What's the ideal first date in Ireland?

· 487 votes · 142 likes · 38 comments

Pints, scenic walks, Sunday lunch or something a bit fancier? We asked 487 members what their perfect Irish first date looks like — and the country split right down the middle of the pub door.

Top answer

A coffee and a walk somewhere scenic

28.3%

The most popular choice among our members — and by a margin that holds across every age group. Low-key, affordable, and a proper chance to actually talk.

A coffee and a walk somewhere scenic
28.3% 138 votes
A quiet pint in a local pub
24.8% 121 votes
Dinner in town, somewhere a bit nicer
16.0% 78 votes
Sunday lunch out — proper roast and a chat
13.1% 64 votes
Something active — a gig, gallery, or a coastal hike
11.1% 54 votes
Something low-key at home — cooking together
6.6% 32 votes

How different groups voted

By gender

Numbers show votes within each option. The pub pint was the most male-leaning choice by far; the scenic walk was a firm favourite with women.

Coffee and a scenic walk

Men
47
Women
88
Other
3

A quiet pint in a local pub

Men
76
Women
43
Other
2

Dinner in town

Men
35
Women
41
Other
2

Sunday lunch out

Men
26
Women
37
Other
1

Something active

Men
26
Women
26
Other
2

Cooking together at home

Men
12
Women
19
Other
1

By age group

Each cell shows what percentage of that age group chose each option. Deeper colour = stronger preference.
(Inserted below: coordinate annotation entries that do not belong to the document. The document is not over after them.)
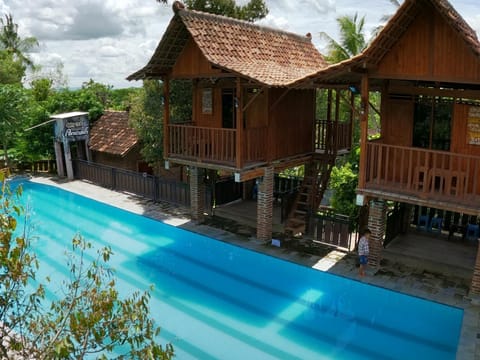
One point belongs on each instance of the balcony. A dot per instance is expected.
(422, 177)
(217, 145)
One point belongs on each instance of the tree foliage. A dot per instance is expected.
(11, 70)
(13, 109)
(252, 11)
(352, 39)
(89, 319)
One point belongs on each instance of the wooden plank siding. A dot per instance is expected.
(192, 63)
(430, 49)
(434, 176)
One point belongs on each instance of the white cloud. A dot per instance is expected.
(107, 40)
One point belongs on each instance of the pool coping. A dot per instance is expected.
(426, 288)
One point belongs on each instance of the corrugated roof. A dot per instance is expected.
(112, 134)
(392, 32)
(268, 56)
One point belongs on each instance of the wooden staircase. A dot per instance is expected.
(310, 195)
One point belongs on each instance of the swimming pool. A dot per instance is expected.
(214, 300)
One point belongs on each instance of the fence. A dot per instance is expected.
(142, 184)
(335, 230)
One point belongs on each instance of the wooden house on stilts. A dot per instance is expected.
(252, 115)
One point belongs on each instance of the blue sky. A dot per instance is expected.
(106, 40)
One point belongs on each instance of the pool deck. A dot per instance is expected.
(450, 289)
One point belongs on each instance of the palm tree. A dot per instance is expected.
(352, 39)
(251, 11)
(14, 44)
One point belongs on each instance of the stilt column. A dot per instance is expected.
(265, 206)
(197, 193)
(377, 223)
(475, 287)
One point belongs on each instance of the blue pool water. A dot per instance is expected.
(214, 300)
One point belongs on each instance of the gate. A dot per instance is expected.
(334, 230)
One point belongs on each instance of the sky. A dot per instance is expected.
(107, 40)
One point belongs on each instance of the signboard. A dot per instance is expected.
(207, 101)
(473, 125)
(76, 127)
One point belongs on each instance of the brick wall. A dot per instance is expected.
(197, 193)
(475, 287)
(265, 206)
(377, 222)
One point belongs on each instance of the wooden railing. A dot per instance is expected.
(215, 144)
(333, 135)
(428, 174)
(142, 184)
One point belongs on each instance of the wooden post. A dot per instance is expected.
(166, 117)
(363, 131)
(59, 158)
(239, 127)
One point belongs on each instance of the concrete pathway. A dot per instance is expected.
(451, 290)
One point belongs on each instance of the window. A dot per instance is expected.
(432, 122)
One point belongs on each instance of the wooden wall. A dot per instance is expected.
(431, 49)
(129, 162)
(191, 63)
(291, 123)
(459, 143)
(397, 121)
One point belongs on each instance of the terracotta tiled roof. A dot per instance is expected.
(112, 134)
(267, 56)
(392, 32)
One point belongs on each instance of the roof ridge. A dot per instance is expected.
(183, 11)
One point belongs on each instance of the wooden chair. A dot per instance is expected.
(423, 222)
(420, 178)
(435, 225)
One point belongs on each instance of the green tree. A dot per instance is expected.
(11, 70)
(13, 106)
(344, 176)
(146, 117)
(385, 18)
(343, 183)
(13, 43)
(352, 39)
(89, 320)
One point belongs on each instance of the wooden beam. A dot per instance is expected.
(364, 93)
(454, 93)
(249, 174)
(280, 98)
(239, 132)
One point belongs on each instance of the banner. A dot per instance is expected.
(473, 125)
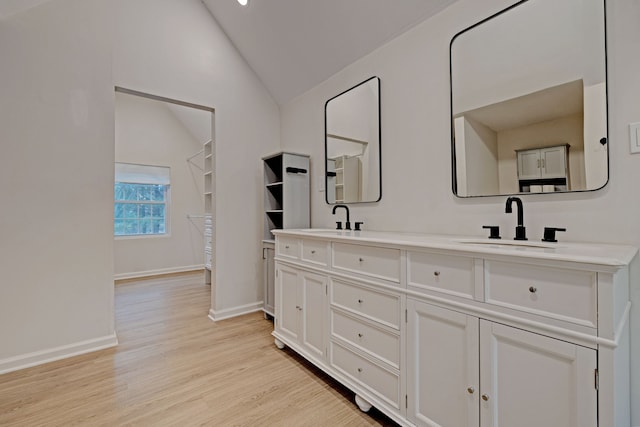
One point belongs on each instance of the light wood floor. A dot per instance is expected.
(174, 367)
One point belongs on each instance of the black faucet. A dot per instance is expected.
(521, 232)
(347, 225)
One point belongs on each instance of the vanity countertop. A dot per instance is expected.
(604, 254)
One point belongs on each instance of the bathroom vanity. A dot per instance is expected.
(442, 330)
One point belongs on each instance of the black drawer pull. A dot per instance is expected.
(291, 169)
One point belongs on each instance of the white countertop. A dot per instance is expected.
(591, 253)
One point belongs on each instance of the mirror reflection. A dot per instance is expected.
(529, 100)
(352, 145)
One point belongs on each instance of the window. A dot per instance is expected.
(141, 202)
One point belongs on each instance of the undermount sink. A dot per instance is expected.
(508, 243)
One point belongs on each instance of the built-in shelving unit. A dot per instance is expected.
(286, 205)
(209, 202)
(348, 186)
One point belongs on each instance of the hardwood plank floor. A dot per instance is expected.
(174, 366)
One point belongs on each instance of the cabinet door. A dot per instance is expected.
(287, 307)
(529, 164)
(313, 288)
(553, 162)
(532, 380)
(269, 279)
(442, 366)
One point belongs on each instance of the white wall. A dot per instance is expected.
(481, 150)
(148, 133)
(56, 182)
(416, 147)
(175, 49)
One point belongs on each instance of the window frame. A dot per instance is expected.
(140, 180)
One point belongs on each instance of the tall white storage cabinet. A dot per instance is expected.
(286, 205)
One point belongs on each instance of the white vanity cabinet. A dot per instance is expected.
(465, 371)
(436, 332)
(300, 310)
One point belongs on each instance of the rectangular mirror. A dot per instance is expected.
(529, 100)
(352, 145)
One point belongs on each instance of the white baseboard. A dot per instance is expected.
(50, 355)
(228, 313)
(157, 272)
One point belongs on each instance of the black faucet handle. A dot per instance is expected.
(494, 231)
(521, 233)
(550, 234)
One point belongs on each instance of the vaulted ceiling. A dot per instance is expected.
(293, 45)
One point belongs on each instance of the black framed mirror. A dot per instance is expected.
(353, 145)
(529, 100)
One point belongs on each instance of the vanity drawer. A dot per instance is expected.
(375, 305)
(374, 340)
(383, 263)
(381, 381)
(443, 273)
(553, 292)
(288, 247)
(315, 251)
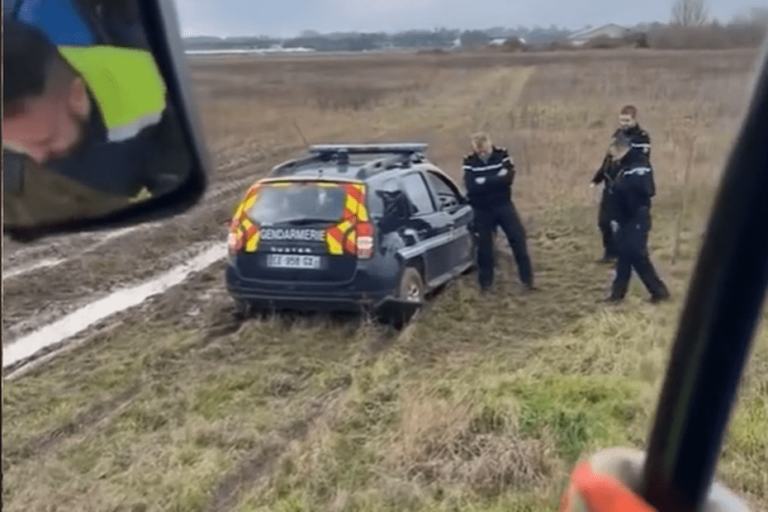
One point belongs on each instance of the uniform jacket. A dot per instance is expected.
(632, 189)
(132, 139)
(489, 183)
(641, 144)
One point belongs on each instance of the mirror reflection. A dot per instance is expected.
(88, 125)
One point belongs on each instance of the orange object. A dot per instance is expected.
(601, 493)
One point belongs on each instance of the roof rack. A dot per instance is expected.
(397, 154)
(369, 149)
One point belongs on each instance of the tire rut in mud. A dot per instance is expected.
(94, 267)
(81, 424)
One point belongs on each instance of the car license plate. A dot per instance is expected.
(293, 261)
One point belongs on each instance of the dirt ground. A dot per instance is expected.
(554, 111)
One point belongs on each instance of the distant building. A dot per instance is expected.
(610, 31)
(502, 41)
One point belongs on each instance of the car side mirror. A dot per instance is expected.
(131, 150)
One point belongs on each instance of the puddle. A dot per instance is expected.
(51, 262)
(116, 302)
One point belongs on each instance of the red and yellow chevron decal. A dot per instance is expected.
(244, 234)
(343, 237)
(353, 235)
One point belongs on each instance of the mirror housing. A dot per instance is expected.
(176, 143)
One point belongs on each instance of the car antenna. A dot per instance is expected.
(296, 125)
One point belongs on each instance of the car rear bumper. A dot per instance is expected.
(289, 295)
(303, 302)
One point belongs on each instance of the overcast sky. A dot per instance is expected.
(289, 17)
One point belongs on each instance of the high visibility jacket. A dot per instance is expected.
(122, 151)
(125, 84)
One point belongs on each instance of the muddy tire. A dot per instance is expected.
(411, 285)
(242, 309)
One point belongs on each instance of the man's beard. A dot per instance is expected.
(74, 151)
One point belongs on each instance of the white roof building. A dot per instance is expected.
(581, 37)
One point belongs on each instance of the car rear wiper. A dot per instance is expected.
(305, 221)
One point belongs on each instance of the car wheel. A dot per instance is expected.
(411, 285)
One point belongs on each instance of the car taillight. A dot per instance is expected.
(235, 241)
(364, 235)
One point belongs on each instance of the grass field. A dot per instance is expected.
(482, 404)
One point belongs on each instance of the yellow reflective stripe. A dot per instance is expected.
(352, 203)
(252, 242)
(125, 83)
(334, 246)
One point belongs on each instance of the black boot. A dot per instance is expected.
(660, 296)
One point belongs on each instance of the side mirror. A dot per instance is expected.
(100, 129)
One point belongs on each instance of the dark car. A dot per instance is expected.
(349, 227)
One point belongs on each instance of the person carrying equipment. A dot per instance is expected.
(630, 202)
(488, 176)
(641, 141)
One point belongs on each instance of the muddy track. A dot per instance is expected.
(83, 268)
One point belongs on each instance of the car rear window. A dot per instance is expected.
(303, 201)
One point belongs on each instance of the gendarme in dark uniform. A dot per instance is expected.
(630, 202)
(488, 176)
(641, 144)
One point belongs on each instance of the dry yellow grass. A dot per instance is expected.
(481, 404)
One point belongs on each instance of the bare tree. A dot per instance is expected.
(689, 13)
Sunday lunch is almost invisible among the under-35s; dinner in town nearly vanishes among the over-55s.

Option 18–24 25–34 35–44 45–54 55+
Coffee & scenic walk
27.6%
27.4%
29.5%
29.6%
27.0%
Quiet pint in a pub
24.1%
25.3%
24.8%
25.0%
24.6%
Dinner in town
20.7%
23.2%
20.2%
14.8%
6.3%
Sunday lunch out
3.4%
5.3%
8.5%
14.8%
24.6%
Something active
17.2%
14.7%
10.1%
10.2%
8.7%
Cooking together
6.9%
4.2%
7.0%
5.6%
8.7%

What the numbers say

The biggest story here isn't who won — it's the gender divide on the pub. The scenic walk claimed nearly two-thirds of its votes from women (64%), while the quiet pint flipped the other way: 63% of those who chose the local pub were men. Neither option is wrong, but if you're planning a first date blind, the walk and a coffee might be the safer call.

The generational gradient on Sunday lunch is striking. Among the under-25s, just one person chose it. Among the 55+ bracket, nearly one in four did — effectively tying it with the pub as the second most popular choice in that age group. The roast dinner as first-date territory is almost entirely a 45-plus phenomenon, which makes it a decent heuristic for setting expectations if you're browsing profiles by age.

Dinner in town has a clear gravitational pull on the 25–34 cohort (23.2%), but fades quickly with age — dropping to 6.3% among the over-55s. That age group appears to have moved past the formality of a restaurant date in favour of either the familiar warmth of the pub or the weight of a proper Sunday sitting. For younger members, dressing up and going somewhere nicer still holds some excitement.

The most gender-balanced answer in the whole poll was the active date option (gig, gallery, or coastal hike) — exactly 26 men and 26 women chose it. It's the closest thing to a universal answer, which makes it a reliable low-risk choice if you're genuinely unsure what your match is looking for. It also tends to travel — a coastal walk works from Cork to Donegal, which matters when you're Grounded to your own patch.

Poll ran 15–22 April 2026. 487 Grounded members responded. Self-reported demographics from member profiles.